O inverno tinha sido duro naquele
ano, muita chuva e neve; havia trabalho, mas o tempo… Os homens passavam-no na
taberna; jogavam às cartas, ao nôcho, ao burro e a emborcar copos de vinho. O
pouco dinheiro que havia, uma boa parte ficava na taberna do Fecisco Ourico ou
do Marcelino.
A nuvem estava a ficar lisa, o vento
calado que nem um rato, não estava capaz de se fazer fosse o que fosse;
acomodar o vivo; a lenha era fraca, estevas verdes, os pinhais estavam
exauridos; tocos, chamiços, tanganhos ou tangãos. Tudo tinha sido aproveitado
pelas pessoas, ai de quem cortasse um pinheiro; se o dono soubesse pagava-o bem
pago, mesmo assim os mais afoitos aventuravam-se furtivamente durante a noite
A neve começou a cair, as vidraças
da janela aos poucos foram ficando pintalgadas do branco imaculado, não tardou
muito os campos em redor das casas estavam cobertos da alva e branca neve, frio
de rachar, as estevas enchiam a cozinha de fumo que saía pelo telhado de telha
vã, uma rafada de vento assobiava, com um temporal destes ninguém se aventurava
a andar na rua.
Toda a família estava reunida em
volta da fogueira, pai, mãe, filhos e sogra.

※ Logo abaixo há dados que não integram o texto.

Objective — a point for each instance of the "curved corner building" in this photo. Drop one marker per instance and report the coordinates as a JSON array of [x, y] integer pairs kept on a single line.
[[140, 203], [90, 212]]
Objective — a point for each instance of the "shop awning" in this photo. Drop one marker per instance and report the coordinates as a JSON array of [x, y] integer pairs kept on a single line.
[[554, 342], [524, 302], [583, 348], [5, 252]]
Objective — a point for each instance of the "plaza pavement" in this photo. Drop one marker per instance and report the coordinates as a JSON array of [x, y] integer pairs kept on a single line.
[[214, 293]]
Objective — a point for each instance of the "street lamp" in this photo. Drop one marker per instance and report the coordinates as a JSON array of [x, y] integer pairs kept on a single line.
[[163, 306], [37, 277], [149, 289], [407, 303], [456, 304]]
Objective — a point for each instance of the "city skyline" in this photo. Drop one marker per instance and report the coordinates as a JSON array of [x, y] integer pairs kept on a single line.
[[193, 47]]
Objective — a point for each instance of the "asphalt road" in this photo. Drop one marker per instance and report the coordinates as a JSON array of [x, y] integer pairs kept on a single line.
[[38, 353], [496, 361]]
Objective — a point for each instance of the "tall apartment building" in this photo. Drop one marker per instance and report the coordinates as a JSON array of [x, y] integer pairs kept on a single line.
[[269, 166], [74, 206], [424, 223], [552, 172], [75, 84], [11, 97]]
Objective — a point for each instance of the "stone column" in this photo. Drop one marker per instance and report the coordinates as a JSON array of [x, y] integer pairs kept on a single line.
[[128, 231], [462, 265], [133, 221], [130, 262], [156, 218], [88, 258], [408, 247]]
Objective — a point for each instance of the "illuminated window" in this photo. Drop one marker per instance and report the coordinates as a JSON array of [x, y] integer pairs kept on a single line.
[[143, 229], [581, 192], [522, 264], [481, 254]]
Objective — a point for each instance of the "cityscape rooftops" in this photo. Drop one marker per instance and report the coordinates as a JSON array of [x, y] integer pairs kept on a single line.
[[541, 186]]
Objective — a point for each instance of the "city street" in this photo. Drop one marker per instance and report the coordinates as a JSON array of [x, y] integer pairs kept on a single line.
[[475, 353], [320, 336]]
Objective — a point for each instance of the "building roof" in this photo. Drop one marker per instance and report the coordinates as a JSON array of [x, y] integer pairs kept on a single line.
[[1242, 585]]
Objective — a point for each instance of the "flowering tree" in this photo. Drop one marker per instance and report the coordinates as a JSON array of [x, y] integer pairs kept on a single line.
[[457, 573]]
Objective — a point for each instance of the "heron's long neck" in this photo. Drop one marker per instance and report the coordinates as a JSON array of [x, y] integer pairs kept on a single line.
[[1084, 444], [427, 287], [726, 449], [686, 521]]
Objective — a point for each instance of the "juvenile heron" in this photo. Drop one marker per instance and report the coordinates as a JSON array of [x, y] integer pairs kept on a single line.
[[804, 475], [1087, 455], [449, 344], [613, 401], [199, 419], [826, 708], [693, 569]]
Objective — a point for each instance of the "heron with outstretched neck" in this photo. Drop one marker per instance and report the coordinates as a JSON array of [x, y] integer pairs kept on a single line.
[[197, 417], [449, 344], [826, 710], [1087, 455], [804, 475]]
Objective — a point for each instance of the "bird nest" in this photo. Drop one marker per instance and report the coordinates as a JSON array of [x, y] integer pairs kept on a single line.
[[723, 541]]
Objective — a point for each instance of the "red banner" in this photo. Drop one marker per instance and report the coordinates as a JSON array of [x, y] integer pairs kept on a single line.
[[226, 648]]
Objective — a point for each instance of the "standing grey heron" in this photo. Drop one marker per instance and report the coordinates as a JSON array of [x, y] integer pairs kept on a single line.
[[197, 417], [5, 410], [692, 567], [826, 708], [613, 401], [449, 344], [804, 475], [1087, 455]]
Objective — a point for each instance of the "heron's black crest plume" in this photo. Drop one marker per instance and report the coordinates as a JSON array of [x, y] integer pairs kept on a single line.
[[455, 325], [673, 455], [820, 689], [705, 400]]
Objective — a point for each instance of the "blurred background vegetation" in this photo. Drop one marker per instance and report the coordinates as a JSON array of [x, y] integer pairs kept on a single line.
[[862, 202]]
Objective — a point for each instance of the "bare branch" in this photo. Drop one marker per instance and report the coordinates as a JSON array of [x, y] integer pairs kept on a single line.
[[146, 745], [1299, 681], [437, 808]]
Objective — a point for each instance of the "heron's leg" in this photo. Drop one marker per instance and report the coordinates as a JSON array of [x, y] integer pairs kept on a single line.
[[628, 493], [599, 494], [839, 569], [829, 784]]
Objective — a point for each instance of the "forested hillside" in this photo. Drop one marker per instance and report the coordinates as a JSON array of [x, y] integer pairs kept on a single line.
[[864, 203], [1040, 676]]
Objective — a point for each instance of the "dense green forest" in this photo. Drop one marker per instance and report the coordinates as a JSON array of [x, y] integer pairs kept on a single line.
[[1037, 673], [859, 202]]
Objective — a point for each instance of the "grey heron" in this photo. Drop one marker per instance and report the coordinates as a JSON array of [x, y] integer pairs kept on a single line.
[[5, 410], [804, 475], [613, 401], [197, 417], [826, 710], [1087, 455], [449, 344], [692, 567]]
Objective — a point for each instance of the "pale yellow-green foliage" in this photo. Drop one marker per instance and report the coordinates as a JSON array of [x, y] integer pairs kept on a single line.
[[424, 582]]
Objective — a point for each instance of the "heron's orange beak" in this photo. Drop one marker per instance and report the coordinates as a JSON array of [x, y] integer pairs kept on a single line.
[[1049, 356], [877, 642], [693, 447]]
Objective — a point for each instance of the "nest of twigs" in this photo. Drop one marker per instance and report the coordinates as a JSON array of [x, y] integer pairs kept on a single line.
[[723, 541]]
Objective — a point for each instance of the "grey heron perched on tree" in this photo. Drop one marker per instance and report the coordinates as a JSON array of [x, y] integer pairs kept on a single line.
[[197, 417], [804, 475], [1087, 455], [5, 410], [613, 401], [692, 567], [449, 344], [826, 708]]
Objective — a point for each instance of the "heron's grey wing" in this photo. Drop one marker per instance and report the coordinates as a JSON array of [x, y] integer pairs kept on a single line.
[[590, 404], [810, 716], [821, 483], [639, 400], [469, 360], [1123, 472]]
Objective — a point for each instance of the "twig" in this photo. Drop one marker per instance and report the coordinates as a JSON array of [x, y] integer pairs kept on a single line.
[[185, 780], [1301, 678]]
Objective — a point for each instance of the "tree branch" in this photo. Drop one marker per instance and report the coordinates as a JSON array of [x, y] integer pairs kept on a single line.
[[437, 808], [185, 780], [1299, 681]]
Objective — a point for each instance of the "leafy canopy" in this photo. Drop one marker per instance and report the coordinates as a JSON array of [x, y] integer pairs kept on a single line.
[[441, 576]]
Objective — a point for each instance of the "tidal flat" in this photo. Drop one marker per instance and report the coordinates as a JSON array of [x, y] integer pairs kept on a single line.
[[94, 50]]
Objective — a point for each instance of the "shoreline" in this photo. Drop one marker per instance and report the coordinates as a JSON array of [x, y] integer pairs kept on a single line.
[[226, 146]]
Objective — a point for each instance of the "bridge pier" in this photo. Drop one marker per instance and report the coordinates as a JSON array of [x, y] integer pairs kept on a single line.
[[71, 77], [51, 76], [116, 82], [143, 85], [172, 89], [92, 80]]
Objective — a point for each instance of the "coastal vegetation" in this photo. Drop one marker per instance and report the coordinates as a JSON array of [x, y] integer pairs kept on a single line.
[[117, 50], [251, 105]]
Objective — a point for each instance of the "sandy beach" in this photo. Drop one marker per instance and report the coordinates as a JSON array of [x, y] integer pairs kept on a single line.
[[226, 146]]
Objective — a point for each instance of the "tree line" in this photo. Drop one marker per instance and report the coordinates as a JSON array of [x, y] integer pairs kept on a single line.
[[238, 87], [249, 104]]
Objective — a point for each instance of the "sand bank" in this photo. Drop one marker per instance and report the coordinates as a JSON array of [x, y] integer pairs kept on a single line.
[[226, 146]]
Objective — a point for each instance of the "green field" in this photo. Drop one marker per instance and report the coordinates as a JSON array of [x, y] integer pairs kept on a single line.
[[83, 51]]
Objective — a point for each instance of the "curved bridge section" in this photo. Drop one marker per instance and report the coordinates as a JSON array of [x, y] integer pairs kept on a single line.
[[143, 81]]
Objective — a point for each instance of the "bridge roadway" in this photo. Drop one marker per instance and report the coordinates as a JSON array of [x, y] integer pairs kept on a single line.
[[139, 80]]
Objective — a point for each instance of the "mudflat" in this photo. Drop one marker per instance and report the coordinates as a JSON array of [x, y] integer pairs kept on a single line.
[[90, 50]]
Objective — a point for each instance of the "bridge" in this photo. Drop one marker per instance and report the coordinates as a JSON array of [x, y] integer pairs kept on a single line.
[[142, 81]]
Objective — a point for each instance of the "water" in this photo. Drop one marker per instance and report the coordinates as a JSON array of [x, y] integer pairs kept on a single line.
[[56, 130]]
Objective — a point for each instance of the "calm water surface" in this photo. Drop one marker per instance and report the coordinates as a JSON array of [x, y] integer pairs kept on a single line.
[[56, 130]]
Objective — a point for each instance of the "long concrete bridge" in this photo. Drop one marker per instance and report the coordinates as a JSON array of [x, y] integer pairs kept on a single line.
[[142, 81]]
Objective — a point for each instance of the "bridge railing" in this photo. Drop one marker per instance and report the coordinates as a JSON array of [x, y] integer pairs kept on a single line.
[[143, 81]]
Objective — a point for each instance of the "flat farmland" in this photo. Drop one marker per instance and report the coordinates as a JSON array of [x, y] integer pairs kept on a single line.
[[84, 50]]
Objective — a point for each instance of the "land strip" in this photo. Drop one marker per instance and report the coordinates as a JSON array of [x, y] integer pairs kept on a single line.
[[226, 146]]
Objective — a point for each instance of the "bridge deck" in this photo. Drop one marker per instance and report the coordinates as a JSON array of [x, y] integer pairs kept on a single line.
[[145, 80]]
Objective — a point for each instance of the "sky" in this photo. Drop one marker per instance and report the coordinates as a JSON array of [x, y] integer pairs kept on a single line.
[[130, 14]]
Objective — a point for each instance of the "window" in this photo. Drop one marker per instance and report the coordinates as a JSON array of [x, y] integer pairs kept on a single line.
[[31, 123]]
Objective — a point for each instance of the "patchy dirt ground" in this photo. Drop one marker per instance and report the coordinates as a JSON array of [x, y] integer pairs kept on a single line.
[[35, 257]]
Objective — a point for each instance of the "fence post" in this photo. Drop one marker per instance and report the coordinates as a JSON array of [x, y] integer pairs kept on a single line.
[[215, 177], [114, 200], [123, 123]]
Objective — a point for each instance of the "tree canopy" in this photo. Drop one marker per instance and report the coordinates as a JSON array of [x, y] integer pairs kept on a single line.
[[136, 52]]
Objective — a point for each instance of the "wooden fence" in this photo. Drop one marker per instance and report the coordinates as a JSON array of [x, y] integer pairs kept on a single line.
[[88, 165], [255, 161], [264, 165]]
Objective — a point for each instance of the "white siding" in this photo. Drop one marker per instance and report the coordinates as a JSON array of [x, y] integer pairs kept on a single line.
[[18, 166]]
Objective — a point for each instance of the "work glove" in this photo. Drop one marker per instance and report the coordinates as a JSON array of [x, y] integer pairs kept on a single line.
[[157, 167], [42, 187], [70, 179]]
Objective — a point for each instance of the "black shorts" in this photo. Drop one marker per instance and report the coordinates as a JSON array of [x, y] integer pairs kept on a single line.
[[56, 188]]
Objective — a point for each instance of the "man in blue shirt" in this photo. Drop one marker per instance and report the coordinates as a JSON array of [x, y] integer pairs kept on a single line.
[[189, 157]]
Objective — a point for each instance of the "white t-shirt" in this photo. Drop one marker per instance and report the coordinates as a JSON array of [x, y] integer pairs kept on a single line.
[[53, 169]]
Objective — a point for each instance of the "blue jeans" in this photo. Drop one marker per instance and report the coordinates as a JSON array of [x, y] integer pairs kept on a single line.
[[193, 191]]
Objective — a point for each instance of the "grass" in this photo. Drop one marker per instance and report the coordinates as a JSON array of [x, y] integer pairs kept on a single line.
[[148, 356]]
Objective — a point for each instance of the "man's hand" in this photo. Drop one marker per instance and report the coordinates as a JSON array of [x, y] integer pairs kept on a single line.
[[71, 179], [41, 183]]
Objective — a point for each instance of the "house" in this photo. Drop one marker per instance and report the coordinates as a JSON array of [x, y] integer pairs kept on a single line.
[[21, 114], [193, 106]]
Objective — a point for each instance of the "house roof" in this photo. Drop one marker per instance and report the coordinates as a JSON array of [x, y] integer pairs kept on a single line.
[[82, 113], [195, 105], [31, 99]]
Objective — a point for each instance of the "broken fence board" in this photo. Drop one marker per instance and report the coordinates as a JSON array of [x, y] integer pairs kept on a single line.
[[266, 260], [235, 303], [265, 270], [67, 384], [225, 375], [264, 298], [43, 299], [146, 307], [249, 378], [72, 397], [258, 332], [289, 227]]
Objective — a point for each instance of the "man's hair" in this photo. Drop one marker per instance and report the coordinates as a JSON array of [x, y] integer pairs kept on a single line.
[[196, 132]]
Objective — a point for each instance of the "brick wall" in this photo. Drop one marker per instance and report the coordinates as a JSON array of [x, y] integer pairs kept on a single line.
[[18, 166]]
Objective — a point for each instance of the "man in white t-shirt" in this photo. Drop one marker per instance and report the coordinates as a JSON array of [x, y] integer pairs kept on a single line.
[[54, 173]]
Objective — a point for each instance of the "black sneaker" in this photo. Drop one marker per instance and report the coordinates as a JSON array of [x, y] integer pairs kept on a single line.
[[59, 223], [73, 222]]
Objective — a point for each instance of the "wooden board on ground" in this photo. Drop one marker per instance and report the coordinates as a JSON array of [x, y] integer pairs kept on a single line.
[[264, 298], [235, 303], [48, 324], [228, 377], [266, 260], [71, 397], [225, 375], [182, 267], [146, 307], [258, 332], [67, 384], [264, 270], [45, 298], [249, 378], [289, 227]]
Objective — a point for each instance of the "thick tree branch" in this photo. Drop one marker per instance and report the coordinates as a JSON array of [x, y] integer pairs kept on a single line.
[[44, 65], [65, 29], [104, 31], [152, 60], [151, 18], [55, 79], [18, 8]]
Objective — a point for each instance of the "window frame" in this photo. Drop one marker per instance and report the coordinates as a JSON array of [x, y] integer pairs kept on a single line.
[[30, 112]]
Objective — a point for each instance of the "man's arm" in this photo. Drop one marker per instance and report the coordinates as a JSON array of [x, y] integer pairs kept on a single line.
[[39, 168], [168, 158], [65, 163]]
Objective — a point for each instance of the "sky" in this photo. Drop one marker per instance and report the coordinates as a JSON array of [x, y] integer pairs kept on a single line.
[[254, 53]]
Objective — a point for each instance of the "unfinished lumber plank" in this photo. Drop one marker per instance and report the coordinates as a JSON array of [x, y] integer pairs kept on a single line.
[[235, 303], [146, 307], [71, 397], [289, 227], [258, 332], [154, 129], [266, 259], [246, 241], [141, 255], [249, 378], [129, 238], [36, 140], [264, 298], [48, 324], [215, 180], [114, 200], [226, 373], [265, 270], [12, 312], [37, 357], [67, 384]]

A panela de ferro fumegava, de vez em
quando a mãe destapava-a, mexia o caldo com a colher de pau e provava. As
couves engroladas precisavam de levar mais sal.
Lá fora a neve continuava a cair, o
brasido das estevas tornava aquele espaço acolhedor.
A mãe levantou-se dirigiu-se à
cantareira, tirou os pratos de esmalte e foi-os enchendo de caldo.
A família tinha terminado a refeição,
o pai já com um grãozito na asa, voltando-se para os filhos disse:
- Ó filhos, a vossa mãe já anda
outra vez cheia.
A sogra, que estava sentada num
canto embrulhada no xaile preto e um rafado lenço na cabeça, respondeu:-
- Não, não há de estar cheia, comeu
agora dois pratos de caldo…
Os dias começaram a melhorar, o
verão ia a meio, naquela humilde casa a mulher dava mais uma vez à luz, um
bonito rapaz.
Chegou a altura de o baptizar. O pai
da criança quando terminou a missa do dia foi falar com o padre Tomaz para
marcarem a data da cerimónia.
No dia e hora marcada, a família
espera pelo senhor vigário ao fundo da igreja, que estava sentado na sacristia.
Inesperadamente aparece o pai do menino e disse:
- Senho Vegário; a criança já está
ao fundo da igreja, quando quiser…
- Mau, mau; só cá tenho vinte
escudos.
- Não quero saber, são quarenta mil
réis…
- Quer os vinte escudos ou não? Olhe
que a taberna da viúva não está longe!
- Dá cá os vinte escudos, vamos lá
baptizar a criança.
J.M.S.
Um comentário:
Também podia ser dos figos!
E temos de realçar o pragmatismo do Pe. Tomás: mais vale um pássaro na mão do que dois a voar.